Patients at aspiration risk (e.g. meal < 8 hours OR history of uncontrolled reflux OR recently vomiting) may receive Rapid Sequence Induction.
The goal of RSI is to minimize the time between when a patient cant protect their own airway (i.e. when they are awake and responsive) and when the anesthesiologist protects their airway for them (i.e. when the tube is in), in order to minimize the time the patient is at risk for aspiration.
Another major difference is that there is no bag-mask ventilation, as this could introduce air into the GI track causing vomiting. The steps for RSI are below:
- Preparation: check Allergies, Medications, Past med hx, Last meal, Events surrounding incident (AMPLE). Also check supplies and monitors.
- Preoxygenate: 100% for 3 minutes (spontaneous breathing).

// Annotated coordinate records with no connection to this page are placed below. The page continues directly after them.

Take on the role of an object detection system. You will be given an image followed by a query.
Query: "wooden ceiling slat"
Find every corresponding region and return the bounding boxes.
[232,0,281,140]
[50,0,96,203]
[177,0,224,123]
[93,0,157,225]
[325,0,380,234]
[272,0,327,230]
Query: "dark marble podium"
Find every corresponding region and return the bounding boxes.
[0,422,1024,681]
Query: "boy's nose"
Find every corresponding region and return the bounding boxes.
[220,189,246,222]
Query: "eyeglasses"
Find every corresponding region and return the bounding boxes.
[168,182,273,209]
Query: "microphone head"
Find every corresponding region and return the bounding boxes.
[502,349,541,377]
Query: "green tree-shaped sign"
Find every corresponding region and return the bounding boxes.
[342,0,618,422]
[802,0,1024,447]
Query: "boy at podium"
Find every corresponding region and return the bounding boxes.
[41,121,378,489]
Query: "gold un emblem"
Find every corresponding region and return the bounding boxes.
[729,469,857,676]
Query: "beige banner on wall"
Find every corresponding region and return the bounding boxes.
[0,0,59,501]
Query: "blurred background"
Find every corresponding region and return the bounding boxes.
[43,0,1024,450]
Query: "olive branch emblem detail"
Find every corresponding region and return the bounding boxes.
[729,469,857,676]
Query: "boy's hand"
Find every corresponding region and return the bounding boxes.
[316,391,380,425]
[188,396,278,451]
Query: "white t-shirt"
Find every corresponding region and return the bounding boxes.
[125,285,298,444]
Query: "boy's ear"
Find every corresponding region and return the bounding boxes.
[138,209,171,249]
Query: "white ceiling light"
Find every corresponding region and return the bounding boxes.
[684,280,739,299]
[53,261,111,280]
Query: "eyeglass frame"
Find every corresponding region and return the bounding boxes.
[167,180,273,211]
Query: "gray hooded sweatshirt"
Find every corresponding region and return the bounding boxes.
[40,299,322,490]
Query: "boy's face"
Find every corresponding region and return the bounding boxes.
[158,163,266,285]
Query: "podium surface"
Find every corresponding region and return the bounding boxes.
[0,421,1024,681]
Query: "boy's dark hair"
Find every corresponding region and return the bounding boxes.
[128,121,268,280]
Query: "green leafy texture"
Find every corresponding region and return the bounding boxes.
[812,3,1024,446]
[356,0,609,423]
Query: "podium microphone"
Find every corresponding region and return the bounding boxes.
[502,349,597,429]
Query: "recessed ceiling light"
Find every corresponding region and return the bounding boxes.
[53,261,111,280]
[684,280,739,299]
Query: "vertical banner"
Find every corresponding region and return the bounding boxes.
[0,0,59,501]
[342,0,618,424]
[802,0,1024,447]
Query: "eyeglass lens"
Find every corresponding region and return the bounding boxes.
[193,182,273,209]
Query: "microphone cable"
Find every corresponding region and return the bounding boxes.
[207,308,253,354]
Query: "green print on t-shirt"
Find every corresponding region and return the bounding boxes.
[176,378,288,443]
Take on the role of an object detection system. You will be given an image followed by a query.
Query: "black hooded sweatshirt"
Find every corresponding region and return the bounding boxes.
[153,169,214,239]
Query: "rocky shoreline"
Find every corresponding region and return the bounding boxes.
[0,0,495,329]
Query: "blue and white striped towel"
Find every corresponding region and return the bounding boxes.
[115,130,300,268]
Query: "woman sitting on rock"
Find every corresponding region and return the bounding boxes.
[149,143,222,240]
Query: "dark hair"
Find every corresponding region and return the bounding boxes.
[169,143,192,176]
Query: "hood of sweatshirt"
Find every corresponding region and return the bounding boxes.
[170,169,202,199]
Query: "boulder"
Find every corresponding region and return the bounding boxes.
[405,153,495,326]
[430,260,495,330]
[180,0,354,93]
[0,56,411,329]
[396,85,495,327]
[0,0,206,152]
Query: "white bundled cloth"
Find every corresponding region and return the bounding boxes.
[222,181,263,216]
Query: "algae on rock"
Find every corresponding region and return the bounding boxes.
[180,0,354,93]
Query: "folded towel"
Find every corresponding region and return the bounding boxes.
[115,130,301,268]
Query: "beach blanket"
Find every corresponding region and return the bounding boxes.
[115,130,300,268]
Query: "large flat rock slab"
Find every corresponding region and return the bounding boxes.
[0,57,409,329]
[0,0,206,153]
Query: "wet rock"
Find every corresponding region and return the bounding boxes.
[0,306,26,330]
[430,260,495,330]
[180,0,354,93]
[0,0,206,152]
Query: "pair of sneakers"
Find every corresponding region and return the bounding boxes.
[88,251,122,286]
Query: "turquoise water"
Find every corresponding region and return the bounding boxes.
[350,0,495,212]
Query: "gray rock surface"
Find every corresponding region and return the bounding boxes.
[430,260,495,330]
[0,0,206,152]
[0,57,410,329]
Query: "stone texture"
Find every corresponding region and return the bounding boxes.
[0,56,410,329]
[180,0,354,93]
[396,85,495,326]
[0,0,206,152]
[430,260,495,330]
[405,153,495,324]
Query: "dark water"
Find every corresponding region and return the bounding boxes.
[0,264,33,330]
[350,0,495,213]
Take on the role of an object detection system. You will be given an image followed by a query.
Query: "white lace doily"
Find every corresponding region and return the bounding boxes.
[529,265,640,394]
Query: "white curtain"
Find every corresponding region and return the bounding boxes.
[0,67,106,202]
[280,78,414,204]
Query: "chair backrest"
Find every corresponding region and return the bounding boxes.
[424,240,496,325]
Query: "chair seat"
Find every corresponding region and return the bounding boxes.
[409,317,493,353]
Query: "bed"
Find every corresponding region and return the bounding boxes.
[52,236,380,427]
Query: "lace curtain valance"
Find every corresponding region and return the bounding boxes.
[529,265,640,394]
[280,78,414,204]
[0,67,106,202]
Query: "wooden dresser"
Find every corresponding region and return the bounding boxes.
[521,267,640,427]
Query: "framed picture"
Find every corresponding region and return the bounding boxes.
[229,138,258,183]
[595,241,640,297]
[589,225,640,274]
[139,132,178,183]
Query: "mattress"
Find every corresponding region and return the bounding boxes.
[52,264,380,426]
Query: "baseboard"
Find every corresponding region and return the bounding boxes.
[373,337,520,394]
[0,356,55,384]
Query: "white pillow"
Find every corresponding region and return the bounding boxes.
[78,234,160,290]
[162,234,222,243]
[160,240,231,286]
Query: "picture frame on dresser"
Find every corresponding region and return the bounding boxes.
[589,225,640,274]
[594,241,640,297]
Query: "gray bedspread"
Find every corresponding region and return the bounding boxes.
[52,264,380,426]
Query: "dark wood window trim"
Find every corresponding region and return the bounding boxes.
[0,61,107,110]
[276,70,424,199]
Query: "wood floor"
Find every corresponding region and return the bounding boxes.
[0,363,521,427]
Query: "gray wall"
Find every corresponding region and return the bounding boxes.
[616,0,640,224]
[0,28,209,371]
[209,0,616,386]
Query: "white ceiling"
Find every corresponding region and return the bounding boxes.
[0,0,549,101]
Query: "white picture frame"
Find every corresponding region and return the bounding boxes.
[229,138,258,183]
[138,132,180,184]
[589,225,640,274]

- Pre-treat: opioids to reduce sympathetic response to intubation, raglan to reduce risk of gastric aspiration syndrome
- Paralysis and anesthesia: IV induction followed immediately by succinylcholine, often use propofol due to its anti- emetic action.
- Pass tube: immediately following fasiculations from succinylcholine
- Post-tube management: tape tube, opioids, etc, etc.
Cricoid pressure may or may not be applied (evidence poor that this significantly reduces aspiration).